Source: Baztab, Iran, August 15, 2007
>Israel Lobby has its tentacles
>in B & W.
Paranoia (conspiracy theories) is a main, a characterial, evading strategy of the islamic culture. An in built safety device.
No change, no critical self examination and progress will ever be made there until it is somehow dropped.
Your very negative coverage of Iran makes it increasingly imperative to state that an impartial observer must consider the hypothesis that the Israel Lobby has its tentacles in B & W.
Three of the five most recent posts on B&W are, without equivocation, anti-Arab and anti-Muslim. You count them. Any observer of the last several days could not miss the plentiful articles speifically knocking Iran.
All five of the ajoining list of B&W articles are unquestionably anti-Muslim. Take a look.
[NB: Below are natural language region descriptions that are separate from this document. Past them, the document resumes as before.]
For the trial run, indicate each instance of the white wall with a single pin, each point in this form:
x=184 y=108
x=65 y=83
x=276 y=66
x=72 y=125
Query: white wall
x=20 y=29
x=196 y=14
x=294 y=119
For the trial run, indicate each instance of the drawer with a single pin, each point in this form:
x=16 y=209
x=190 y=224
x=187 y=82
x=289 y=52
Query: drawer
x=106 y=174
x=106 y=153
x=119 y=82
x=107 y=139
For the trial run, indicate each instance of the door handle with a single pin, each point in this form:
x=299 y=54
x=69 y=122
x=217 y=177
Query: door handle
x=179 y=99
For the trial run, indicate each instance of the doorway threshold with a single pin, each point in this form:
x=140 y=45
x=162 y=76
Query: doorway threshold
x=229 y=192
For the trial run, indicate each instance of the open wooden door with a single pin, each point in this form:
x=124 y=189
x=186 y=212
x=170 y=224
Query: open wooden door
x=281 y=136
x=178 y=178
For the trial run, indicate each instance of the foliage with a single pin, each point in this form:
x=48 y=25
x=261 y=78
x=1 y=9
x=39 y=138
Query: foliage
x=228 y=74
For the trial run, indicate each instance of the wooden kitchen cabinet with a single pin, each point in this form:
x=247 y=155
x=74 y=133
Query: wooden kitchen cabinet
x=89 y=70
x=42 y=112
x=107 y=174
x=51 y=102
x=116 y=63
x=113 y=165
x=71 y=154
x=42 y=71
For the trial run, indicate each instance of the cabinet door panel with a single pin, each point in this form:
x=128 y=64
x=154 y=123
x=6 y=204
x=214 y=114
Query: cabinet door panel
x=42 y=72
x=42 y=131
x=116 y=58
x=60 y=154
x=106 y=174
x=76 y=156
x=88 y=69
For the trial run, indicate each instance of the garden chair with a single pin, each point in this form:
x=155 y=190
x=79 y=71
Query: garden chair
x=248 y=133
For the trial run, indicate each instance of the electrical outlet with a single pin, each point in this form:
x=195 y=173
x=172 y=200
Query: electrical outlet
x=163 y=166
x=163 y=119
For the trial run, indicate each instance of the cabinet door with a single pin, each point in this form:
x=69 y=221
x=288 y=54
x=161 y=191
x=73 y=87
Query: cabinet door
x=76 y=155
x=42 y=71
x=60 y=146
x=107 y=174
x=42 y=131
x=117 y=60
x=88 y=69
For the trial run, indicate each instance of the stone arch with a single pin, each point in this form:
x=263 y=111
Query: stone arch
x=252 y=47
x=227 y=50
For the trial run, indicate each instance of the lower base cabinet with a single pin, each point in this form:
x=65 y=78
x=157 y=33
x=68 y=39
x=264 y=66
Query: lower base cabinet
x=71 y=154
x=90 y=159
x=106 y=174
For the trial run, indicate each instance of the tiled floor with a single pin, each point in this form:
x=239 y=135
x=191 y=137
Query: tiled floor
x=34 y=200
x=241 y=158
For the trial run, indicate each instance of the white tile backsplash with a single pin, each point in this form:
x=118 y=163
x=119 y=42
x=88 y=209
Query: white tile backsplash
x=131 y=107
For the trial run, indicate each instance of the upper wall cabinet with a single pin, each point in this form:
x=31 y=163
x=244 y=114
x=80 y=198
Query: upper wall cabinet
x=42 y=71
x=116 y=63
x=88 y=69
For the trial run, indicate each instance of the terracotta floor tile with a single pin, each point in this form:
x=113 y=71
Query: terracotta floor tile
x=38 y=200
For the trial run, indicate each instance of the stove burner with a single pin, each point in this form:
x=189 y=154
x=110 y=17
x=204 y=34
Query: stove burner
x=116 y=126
>All five of the ajoining list of B&W >articles are unquestionably anti->Muslim.
And anti-Christian and anti-Judaiac and anti-Hindu (interstingly you don’t seem to notice, or be bothered, by that too).
Just read the archives and search for names as God, Yahweh, Hindutava, Allah, Dawkins, atheism, enlightenment, blasphemy, intelligent design, and the like.
Satan and his archangeles (the ‘jinnis’ in the islamic “pure monotheism”) have all clustered here at B&W.
Ah, mes anges!
So THIS is where you all are!!!
Ah, mes anges!
So THIS is where you all are!!!
Philip Rieff’s problem with freedom.
(i.e. the joys of submission, bondage and masochism)
http://bostonreview.net/BR32.4/article_scialabba.php
“His exegeses are ingenious and original, and they all yield the same conclusion: religion is prohibition, culture is inhibition, authority is salvation, submission is wisdom, transgression is folly, and criticism of anything but the pretensions of critical reason is impiety.”
and “arbeit macht frei”.. Rieff forgot this one
What a useless life this Rieff-guy lived. There just wasn’t anything he didn’t get wrong.
The article by Jahanshah Rashidian is well written. I agree to most of it. Hijab is what I call a flag on a women that is not given equal rights. If you see women wearing a hija, it means she has given up her rights. The only way any society can go forward is by education, equal rights for both men and women and open mindedness. I have seen everywhere, when anyone loses an argument or cannot prove a point, they pull out a term like its haram. Hope people change and think about doing more good in the society than quarrelling over hijab on women. I believe in equal rights and I believe God being the most beneficient and most merciful gives an equal opportunity to everyone. Its up to women to tear of their hijab and get back their rights to equality.